JAMES

By Percival Everett

Doubleday

978-0-547-73847-5

304pp/$28.00/March 2024

James
Cover by Emily Mahon

Reviewed by Steven H Silver


On its surface, Percival Everett's James is a retelling of Mark Twain's The Adventures of Huckleberry Finn from the point of Jim, that novel's runaway slave, and while Everett does recreate many of the events from that novel from Jim's point of view, the book does much more than simply retell the story. Everett's take on Jim's tale adds levels of understanding to the original text that exist because of the changes to the story that Everett elected to make, not least of which was shifting the action of the novel from the 1840s to 1860.

The novel opens with Jim in servitude to Miss Watson in Hannibal, Missouri, a small change since Twain's novel is set in the fictitious St. Petersburg, but a change which hints to the reader that the novel is not going to entirely follow Twain's narrative. the next change is much more obvious. When white folk aren't around, Jim demonstrates himself to be quite erudite, more so than most of the white people in Hannibal, as well as self-educated and able to read. In secret, he teaches the younger slaves, not how to speak well or read, but rather how to hide the fact that they can speak well and teaches them to speak in the sort of lingo the white people of Hannibal expect from them.

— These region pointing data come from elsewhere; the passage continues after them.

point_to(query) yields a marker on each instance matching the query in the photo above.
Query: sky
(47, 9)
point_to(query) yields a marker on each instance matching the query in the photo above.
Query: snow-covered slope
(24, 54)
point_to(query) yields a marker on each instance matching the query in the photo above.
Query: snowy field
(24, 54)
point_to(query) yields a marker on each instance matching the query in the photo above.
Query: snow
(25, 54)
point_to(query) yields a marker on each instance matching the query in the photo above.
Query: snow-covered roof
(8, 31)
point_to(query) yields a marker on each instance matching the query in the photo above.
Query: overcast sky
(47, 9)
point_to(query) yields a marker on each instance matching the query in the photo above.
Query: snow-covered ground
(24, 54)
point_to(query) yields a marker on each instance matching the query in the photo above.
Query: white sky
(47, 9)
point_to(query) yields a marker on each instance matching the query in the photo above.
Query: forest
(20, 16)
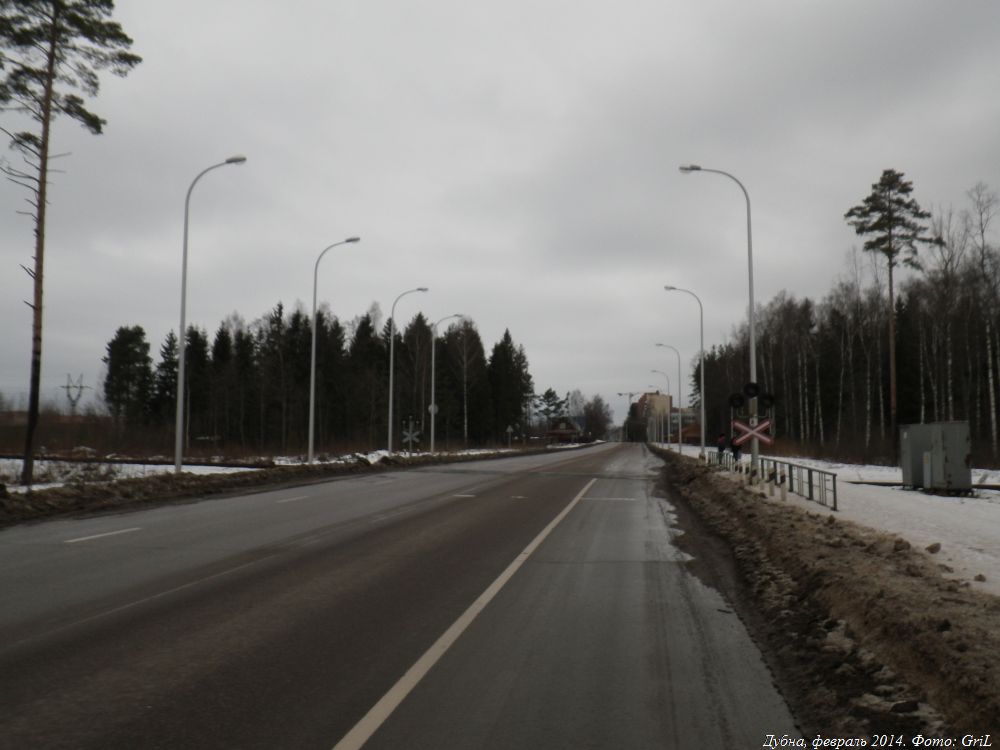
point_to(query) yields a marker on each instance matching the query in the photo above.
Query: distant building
(565, 430)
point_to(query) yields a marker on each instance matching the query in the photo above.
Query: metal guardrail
(816, 485)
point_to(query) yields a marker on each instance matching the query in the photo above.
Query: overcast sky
(518, 157)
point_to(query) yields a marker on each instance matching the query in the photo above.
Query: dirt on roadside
(862, 631)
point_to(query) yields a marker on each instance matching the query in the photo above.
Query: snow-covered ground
(967, 528)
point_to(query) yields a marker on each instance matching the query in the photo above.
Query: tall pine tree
(893, 223)
(50, 50)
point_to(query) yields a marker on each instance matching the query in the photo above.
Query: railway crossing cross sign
(759, 432)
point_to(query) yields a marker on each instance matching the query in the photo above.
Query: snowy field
(967, 528)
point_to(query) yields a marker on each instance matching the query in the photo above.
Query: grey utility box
(936, 456)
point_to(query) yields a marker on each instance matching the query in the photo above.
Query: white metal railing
(816, 485)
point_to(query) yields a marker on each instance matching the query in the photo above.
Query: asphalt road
(533, 602)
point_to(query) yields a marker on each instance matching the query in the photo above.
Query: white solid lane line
(381, 711)
(99, 536)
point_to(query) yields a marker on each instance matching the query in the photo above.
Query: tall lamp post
(755, 447)
(182, 335)
(661, 372)
(433, 406)
(392, 346)
(701, 358)
(312, 366)
(631, 395)
(680, 413)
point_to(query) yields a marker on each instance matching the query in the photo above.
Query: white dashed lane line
(100, 536)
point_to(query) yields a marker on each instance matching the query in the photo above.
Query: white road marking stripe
(382, 710)
(98, 536)
(291, 499)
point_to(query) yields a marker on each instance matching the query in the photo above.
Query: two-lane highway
(527, 602)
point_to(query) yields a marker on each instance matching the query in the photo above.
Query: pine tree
(893, 222)
(49, 50)
(129, 377)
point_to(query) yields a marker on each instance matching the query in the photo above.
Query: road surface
(530, 602)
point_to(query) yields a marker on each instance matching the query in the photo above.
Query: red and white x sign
(758, 432)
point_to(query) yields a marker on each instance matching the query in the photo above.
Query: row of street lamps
(239, 159)
(755, 448)
(179, 421)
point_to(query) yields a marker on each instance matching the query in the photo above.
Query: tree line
(247, 386)
(829, 363)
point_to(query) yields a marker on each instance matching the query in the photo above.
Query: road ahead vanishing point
(530, 602)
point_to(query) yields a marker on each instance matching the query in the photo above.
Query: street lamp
(312, 366)
(433, 406)
(392, 346)
(680, 413)
(182, 336)
(701, 358)
(631, 395)
(755, 447)
(661, 372)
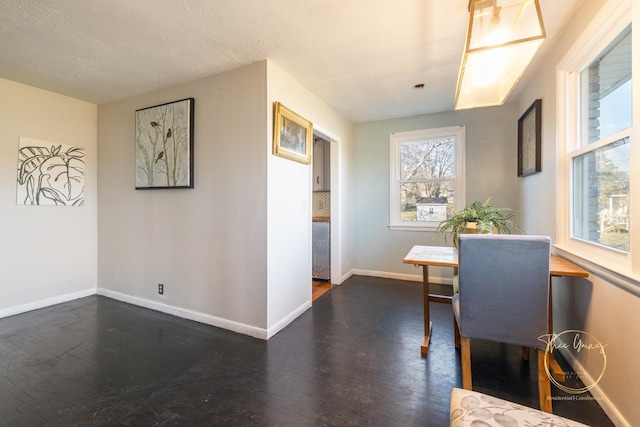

Much of the novel follows the outline of the source material, with Jim offering his own take on the events and occasionally being able to add a wider world-view to the story Huck told. This section of the novel really shines, however, when Jim and Huck are separated and Everett is free to flesh out Jim's character and activities without concern for remaining true to Twain's novel. Everett is helped by the fact that Finn is an unreliable narrator and so Everett can add things to the story that Huck would not have included or would have misinterpreted, such as the times Jim slipped up and didn't speak with his slave's patois.

Many readers have expressed dissatisfaction with the ending of Twain's novel. Once Tom Sawyer shows up at the Phelpses, he engages in the sort of make-believe hijinks that were appropriate for a young boy living in St. Petersburg in The Adventures of Tom Sawyer, but seem out of place when Jim is being held a slave further down the river. Everett elected to re-write the entire ending of the book, given Jim a chance to have adventures without Huck Finn, and to allow Everett to explore the horrors of slavery in a detail that Twain never did in The Adventures of Huckleberry Finn.

Everett's lengthy finale focuses on Jim's trials and tribulations and he finds himself associating with characters who never graced Twain's novels...slaves who supported their masters and slaves who undermined their masters, Blacks who were passing, whites with abolitionist tendencies, and whites who had no compunctions about wounding or killing slaves in order to maintain the status quo. Eventually, Jim and Huck are reunited, but Everett offers his own twist on their reunion, both on a personal level and a macro level with news of the outbreak of the Civil War filtering through the book, although it is presented more as a hypothetical than anything with real consequences for the characters.

James doesn't supersede The Adventures of Huckleberry Finn, but it does amend it. Everett's book enters a complex conversation with Twain's novel. Twain's novel still stands on its own, but when the reader is open to the arguments posited in Everett's book, it adds a twenty-first century depth and reinforces the relevance of Twain's magnum opus.